Facebook's parent company Meta warned this week that it could shut down Facebook and Instagram operations in Europe if it was no longer allowed to store data on European users in the US.
But to its presumable dismay, European lawmakers called the megacorporation's bluff.
"I can confirm that life would be very good without Facebook and that we would live very well without Facebook," French finance minister Bruno Le Maire told reporters during a meeting on Monday, as quoted by Euronews.
German economy minister Robert Habeck echoed Le Maire's zinger.
"After I was hacked I have lived without Facebook and Twitter for four years and life has been fantastic," he quipped.
It's a refreshing articulation of what many of us have been thinking for years now. The world would arguably be a much better place without Facebook and Instagram, platforms that have repeatedly failed to keep rampant abuse and hate speech in check.

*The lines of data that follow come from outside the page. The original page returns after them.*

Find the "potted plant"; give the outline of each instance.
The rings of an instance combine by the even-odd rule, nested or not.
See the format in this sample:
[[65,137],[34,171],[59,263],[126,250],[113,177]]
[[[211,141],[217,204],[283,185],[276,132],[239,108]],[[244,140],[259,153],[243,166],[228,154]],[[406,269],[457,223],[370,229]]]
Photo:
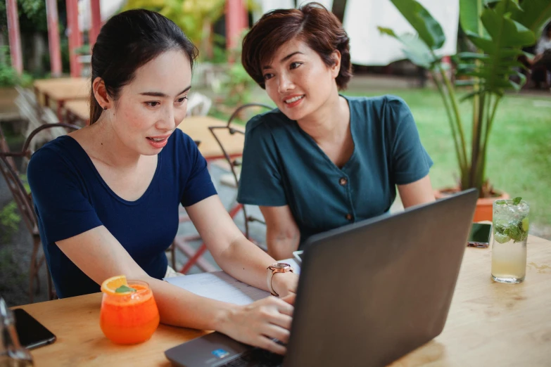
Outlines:
[[[526,82],[519,71],[524,66],[517,59],[532,56],[522,48],[536,43],[551,18],[551,2],[460,0],[460,23],[476,52],[462,52],[453,57],[457,64],[454,85],[437,53],[445,41],[440,24],[416,0],[391,1],[417,34],[398,35],[389,28],[379,30],[400,41],[406,57],[431,74],[451,129],[460,179],[457,187],[437,191],[436,195],[441,198],[450,191],[476,188],[480,198],[474,220],[491,220],[493,200],[509,196],[494,190],[485,176],[488,137],[505,93],[519,91]],[[460,99],[460,86],[469,87]],[[460,101],[464,100],[469,100],[473,107],[470,146],[459,108]]]

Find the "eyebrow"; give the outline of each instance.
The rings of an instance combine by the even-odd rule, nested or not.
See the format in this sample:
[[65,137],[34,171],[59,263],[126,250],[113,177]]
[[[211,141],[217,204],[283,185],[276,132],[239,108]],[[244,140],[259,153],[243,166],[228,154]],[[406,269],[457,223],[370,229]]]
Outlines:
[[[187,88],[186,88],[183,91],[179,92],[178,94],[177,94],[177,96],[179,96],[180,94],[186,93],[186,91],[188,91],[191,89],[191,86],[190,85],[189,86],[188,86]],[[166,94],[165,94],[163,92],[156,92],[156,91],[143,92],[143,93],[140,93],[140,95],[141,96],[149,96],[151,97],[161,97],[161,98],[170,97],[170,96],[167,96]]]
[[[287,55],[286,56],[285,56],[284,58],[283,58],[282,59],[281,59],[281,60],[279,60],[279,62],[280,62],[280,63],[283,63],[283,62],[284,62],[284,61],[286,61],[287,60],[290,59],[291,58],[292,58],[293,56],[295,56],[295,55],[296,55],[297,53],[300,53],[300,54],[302,54],[302,55],[304,55],[304,53],[302,53],[302,52],[300,52],[300,51],[295,51],[295,52],[292,52],[292,53],[289,53],[289,55]],[[262,70],[265,70],[265,69],[270,69],[270,68],[271,68],[271,67],[272,67],[272,66],[271,66],[271,65],[265,65],[262,66]]]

Hilariously, Meta has now approached the bargaining table with its proverbial tail between its legs.
"We have absolutely no desire and no plans to withdraw from Europe, but the simple reality is that Meta, and many other businesses, organizations and services, rely on data transfers between the EU and the US in order to operate global services," the company wrote in a statement obtained by City A.M.

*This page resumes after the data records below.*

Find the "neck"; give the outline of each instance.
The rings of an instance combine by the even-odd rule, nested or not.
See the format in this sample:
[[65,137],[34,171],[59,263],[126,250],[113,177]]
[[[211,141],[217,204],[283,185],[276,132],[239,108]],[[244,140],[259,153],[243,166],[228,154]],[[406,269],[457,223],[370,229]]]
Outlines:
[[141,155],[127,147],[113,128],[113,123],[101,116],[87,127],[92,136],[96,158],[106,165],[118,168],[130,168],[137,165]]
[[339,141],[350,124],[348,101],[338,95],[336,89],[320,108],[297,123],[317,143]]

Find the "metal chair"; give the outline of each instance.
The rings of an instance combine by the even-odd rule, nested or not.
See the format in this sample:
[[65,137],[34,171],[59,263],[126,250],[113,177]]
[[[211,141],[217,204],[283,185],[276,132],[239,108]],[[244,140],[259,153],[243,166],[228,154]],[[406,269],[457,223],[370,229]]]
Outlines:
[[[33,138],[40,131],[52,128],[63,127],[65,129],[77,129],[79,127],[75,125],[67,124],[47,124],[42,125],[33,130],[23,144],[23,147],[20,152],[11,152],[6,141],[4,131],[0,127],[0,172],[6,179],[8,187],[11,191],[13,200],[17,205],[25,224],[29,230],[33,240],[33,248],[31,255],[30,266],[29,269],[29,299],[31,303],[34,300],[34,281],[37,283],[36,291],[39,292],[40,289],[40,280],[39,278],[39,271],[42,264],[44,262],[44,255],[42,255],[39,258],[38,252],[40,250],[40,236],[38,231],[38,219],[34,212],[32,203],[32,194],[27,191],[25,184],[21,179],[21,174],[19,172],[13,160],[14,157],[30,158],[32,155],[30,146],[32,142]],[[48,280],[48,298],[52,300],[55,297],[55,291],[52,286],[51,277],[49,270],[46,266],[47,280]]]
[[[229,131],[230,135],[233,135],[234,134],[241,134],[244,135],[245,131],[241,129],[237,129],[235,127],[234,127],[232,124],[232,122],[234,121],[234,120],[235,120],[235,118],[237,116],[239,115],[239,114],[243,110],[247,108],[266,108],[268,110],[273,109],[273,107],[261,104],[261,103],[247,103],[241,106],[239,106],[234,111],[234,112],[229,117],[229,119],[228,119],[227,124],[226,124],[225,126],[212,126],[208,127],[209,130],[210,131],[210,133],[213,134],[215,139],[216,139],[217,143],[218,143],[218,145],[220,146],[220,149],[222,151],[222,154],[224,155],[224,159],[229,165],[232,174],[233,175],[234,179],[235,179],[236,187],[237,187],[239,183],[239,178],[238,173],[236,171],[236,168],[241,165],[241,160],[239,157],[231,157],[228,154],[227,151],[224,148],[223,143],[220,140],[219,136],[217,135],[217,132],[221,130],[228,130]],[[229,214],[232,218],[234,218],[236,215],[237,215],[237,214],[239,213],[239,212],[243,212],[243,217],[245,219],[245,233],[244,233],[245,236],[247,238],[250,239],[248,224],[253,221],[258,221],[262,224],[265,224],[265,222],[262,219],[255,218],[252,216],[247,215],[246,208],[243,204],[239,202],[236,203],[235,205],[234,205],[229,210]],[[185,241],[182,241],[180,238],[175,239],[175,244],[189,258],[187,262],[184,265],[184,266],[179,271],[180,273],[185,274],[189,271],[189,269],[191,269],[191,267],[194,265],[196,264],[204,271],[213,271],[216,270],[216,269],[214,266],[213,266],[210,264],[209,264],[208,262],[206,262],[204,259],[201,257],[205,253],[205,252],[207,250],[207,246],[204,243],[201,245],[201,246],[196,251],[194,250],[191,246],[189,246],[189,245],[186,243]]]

Earlier this year, Meta warned the US Securities and Exchange Commission in its annual filing that it no longer wanted to run Facebook and Instagram in the EU if lawmakers couldn't find a way to allow them to move and store Europeans' data on US servers.
"If a new transatlantic data transfer framework is not adopted… we will likely be unable to offer a number of our most significant products and services, including Facebook and Instagram, in Europe," the filing reads.
The company argued that not being allowed to store its data on servers located in the EU would hobble its targeted advertising business.
New data protection laws in the EU, however, require companies including Meta to process data on EU citizens within Europe.
Previously, Meta was operating within a framework called Privacy Shield that allowed it to move the data. But the framework was struck down by the European Court of Justice in July 2020, with jurors arguing the agreement violated new data protection laws.
Meta also attempted to save face by essentially calling recent media reports fake news.
"There has been reporting in the press that we are 'threatening' to leave Europe because of the uncertainty over EU-US data transfers mechanisms," Markus Reinisch, a VP of Meta's Public Policy Europe, wrote in a blog published on Tuesday. "This is not true. Like all publicly-traded companies, we are legally required to disclose material risks to our investors."
Of course, that all seems to contradict the company's own SEC filing.
"We have absolutely no desire to withdraw from Europe; of course we don’t," Reinisch went on. "But the simple reality is that Meta, like many other businesses, organizations and services, relies on data transfers between the EU and the US in order to operate our global services."
"We want to see the fundamental rights of EU users protected, and we want the internet to continue to operate as it was intended: without friction, in compliance with applicable laws," the VP argued, "but not confined by national borders."
The disagreement only underlines just how unpopular Meta has become among lawmakers around the world.
Its refusal to work with lawmakers to ensure citizens' data is well protected within the EU only goes to show that Meta does not have its users' best interest in mind.
Remember: if you're not the customer, you're the product.